The Famous “Fermi Paradox” Scientific Principle
Really Was Hatched Over Lunch at Los Alamos in 1950 … When America’s Top Nuclear Physicists Were
Discussing a New Yorker Magazine Cartoon!
The ‘Fermi Paradox’ began as a series of questions during one of Nobel Physicist Enrico Fermi’s many visits to the Los Alamos National Labs in 1950. Fermi, the ‘architect of the nuclear age,’ was headed for lunch at the Fuller Lodge with fellow physicists Edward Teller, Herbert York and Emil Konopinski, all involved in the famous Manhattan Project.
As usual, the conversation raced across a wild series of topics—interstellar travel, flying sauces, aliens and extraterrestrial civilizations. Then someone joked about a New Yorker magazine cartoon. Got a laugh. At the time trashcans were in fact mysteriously disappearing from New York City streets. The cartoon showed ‘little green men’ offloading the stolen cans from a ‘flying saucer’ that had returned back to their home planet.
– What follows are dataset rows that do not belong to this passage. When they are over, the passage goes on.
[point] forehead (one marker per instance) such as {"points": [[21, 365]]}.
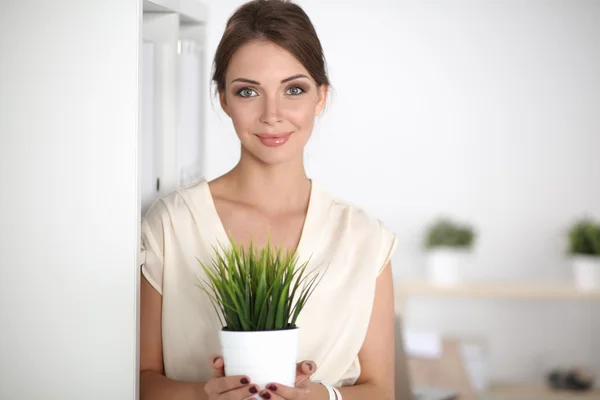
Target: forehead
{"points": [[262, 60]]}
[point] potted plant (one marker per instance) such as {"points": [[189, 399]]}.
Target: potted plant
{"points": [[584, 252], [447, 243], [258, 294]]}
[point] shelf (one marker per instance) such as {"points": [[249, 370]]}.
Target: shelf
{"points": [[190, 11], [533, 392], [495, 290]]}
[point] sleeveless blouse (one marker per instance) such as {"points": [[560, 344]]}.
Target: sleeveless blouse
{"points": [[182, 228]]}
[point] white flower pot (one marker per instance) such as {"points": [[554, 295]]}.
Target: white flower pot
{"points": [[586, 272], [264, 356], [445, 265]]}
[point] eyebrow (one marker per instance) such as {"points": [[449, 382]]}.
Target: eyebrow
{"points": [[252, 82]]}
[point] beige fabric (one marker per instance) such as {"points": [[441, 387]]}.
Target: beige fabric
{"points": [[353, 245]]}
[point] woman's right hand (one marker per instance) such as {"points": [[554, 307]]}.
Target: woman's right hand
{"points": [[221, 387]]}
Fermi was amused, then he turned dead serious, asking:
“Could space ships travel faster than the speed of light? To reach us, they’d have to. And if aliens really could travel faster than the speed of light … where is everybody? Why do we see no signs of intelligence elsewhere in the universe? Humans could theoretically colonize the galaxy in a million years or so. And if they could, astronauts from older civilizations could do the same. So why haven’t they come to Earth?”
So … where is everybody? Are we really all alone in the universe? Why no signs of intelligent life in the universe … anywhere?”
And so, the Fermi Paradox was born. Hollywood has offered many answers. Some inspiring, like Contact, ET and Arrival. Some threatening, like Invasion of the Body Snatchers, District 19, and The Terminator. We see aliens in the movies, we keep searching, we hope, yet we find no signs of intelligent life, anywhere in the universe, only us humans, right here, now.
World Population’s Explosive Growth, 4-fold in a Century:
From 2.5 Billion in 1950 to 10.0 Billion by 2050!
Today humans would be cheering if aliens landed and were hauling off all our trash cans, the waste, the pollution, all the problems we’ve created for ourselves. Instead, our world just kept accelerating in the brief century … from 2.5 billion in 1950 to and overcrowded 10 billion in 2050 … but nobody’s coming to save us … and by 2047, it’ll be too late … by 2047 it’ll be over … the momentum of the visions locked in … temperature increases driving irreversibly higher … as Planet-Earth passes the point-of-no-return … turned into an unsustainable cosmic dump! Far more damage than Fermi and his Manhattan Project ever imagined.
“Where is everybody?” Lost in space! And soon, we’ll join them … lost in spade.